The mist lay very thick all about me, but when I had climbed to higher ground it thinned away somewhat, so that as the pallid light grew I began to see something of the havoc wrought by the storm; here and there lay trees uprooted, while everywhere was a tangle of broken boughs and trailing branches, insomuch that I found my going no small labour. But presently as I forced a way through these leafy tangles, the birds, awaking, began to fill the dim world with blithe chirpings that grew and grew to a sweet clamour, ever swelling until the dark woods thrilled with gladsome music and I, beholding the first beam of sun, felt heartened thereby 'spite my lack of sleep and the gnawing of hunger's sharp fangs, and hastened with blither steps.
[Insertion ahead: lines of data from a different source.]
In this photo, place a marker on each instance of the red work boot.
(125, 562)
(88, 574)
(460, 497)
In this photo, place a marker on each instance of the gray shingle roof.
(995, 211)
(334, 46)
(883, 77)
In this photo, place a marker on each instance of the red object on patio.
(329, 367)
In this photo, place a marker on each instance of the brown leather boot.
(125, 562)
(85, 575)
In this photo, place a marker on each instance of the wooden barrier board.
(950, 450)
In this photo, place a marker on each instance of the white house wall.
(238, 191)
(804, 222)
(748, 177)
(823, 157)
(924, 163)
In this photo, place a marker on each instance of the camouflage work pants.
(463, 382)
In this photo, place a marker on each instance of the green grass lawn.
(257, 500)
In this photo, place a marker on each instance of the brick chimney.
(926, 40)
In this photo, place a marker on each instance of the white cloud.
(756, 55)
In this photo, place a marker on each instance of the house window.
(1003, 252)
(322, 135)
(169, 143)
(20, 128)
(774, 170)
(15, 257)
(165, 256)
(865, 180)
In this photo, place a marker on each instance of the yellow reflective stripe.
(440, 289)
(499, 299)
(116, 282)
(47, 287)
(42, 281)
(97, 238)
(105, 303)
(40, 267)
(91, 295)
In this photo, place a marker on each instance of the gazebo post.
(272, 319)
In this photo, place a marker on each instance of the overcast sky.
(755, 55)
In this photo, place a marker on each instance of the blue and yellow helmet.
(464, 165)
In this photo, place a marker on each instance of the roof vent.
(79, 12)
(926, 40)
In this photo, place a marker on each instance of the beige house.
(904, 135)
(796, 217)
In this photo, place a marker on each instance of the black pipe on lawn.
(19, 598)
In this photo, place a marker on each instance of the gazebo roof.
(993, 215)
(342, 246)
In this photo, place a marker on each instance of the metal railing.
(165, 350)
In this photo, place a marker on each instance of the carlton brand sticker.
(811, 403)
Thus in a while I brake forth of the desolate trees and came out upon a fair, rolling meadow with blooming hedgerows before me and, beyond, the high road. And now as I stayed to get my bearings, up rose the sun in majesty, all glorious in purple and pink and gold, whose level beams turned the world around me into a fair garden all sweet and fresh and green, while, in the scowling woods behind, the sullen mists crept furtive away till they were vanished quite and those leafy solitudes became a very glory.

But my hunger was very sore, a need I purposed to satisfy soon and at all hazards; therefore, having marked my direction, I went at speed and, crossing the meadow, came into the highway and struck south. On my going through the woods I had chosen me a cudgel in place of the one lost, shortish and knotted and very apt for quick wrist-play, and I plucked forth my sailor's knife meaning to trim my staff therewith; but with it poised in my hand, I stopped all at once, for I saw that the point of the stout blade (the which I had sharpened and whetted to an extreme keenness), I perceived, I say, that the blade was bent somewhat and the point turned, hook-like. Now as I strode on again, the early sun flashing back from the steel, I fell to wondering how this had chanced, and bethinking me of those two deadly blows I had struck in the dark I scrutinised my knife, blade and haft, yet found nowhere on it any trace of blood, so that 'twas manifest the fellow had worn some protection--chain-shirts were common enough and many a rogue went with a steel skull to line his hat. So it seemed the fellow lived yet and (black rogue though he was) I was vaguely glad 'twas not my hand had sent him to his account.